# Problem 9: SQL Operations

This problem will test your ability to manipulate two simple SQL tables. You may find a problem easier to complete using Pandas, or you may find a problem easier to complete in SQL. We will provide you will a SQLite database containing two tables, and two Pandas Dataframes that are identical to the SQLite tables. 

In [1]:
import sys
import pandas as pd
import sqlite3 as db
from IPython.display import display

def get_data_path(filebase):
    return f"resource/asnlib/publicdata/movies/{filebase}"
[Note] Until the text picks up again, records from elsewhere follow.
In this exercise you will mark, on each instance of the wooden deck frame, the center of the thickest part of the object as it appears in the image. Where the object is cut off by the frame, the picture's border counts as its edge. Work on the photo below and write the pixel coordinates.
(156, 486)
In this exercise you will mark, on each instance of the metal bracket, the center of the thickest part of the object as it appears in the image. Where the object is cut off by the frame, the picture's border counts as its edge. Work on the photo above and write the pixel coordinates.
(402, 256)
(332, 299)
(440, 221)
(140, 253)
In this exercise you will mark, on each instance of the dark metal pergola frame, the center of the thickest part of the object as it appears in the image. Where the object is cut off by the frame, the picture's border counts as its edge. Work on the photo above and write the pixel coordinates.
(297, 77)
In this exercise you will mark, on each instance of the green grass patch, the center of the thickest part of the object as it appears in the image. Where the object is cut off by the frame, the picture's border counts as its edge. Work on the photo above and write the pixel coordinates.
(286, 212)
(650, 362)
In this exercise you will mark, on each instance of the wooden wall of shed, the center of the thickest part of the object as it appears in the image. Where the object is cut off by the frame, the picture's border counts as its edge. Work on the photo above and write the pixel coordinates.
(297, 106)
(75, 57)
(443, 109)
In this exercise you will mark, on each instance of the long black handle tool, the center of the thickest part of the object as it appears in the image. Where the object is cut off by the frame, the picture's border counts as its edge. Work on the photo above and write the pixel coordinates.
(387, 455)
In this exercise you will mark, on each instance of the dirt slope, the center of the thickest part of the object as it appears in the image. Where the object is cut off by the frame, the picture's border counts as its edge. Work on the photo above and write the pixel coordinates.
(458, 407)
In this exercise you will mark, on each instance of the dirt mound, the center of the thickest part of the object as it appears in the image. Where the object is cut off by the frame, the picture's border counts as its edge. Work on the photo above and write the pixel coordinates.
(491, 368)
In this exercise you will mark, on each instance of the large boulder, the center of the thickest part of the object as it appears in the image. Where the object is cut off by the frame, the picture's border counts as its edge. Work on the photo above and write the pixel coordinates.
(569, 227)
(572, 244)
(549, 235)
print(f"* Python version: {sys.version}")
print(f"* pandas version: {pd.__version__}")
print(f"* sqlite3 version: {db.version}")

* Python version: 3.8.7 (default, Jan 25 2021, 11:14:52) 
[GCC 5.5.0 20171010]
* pandas version: 1.4.0
* sqlite3 version: 2.6.0


## The Movies and Cast Dataset

The data consists of two tables. The first is a table of movies along with (random) audience scores from 1-100. The second is a table of cast members for those movies. There are some interesting cast members in here that you might stumble upon!

Let's read in the database file and show the table descriptions.

In [2]:
disk_engine = db.connect(get_data_path('movieDB.db'))
c = disk_engine.cursor()

c.execute('SELECT type, name, sql FROM sqlite_master')
results = c.fetchall()
for table in results:
    print(table)

('table', 'movies', 'CREATE TABLE movies (id integer, name text, score integer)')
('table', 'cast', 'CREATE TABLE cast (movie_id integer, cast_id integer, cast_name text)')


In [3]:
movies = pd.read_table(get_data_path('movie-name-score.txt'), sep=',', header=None, names=['id', 'name', 'score'])
cast = pd.read_table(get_data_path('movie-cast.txt'), sep=',', header=None, names=['movie_id', 'cast_id', 'cast_name'])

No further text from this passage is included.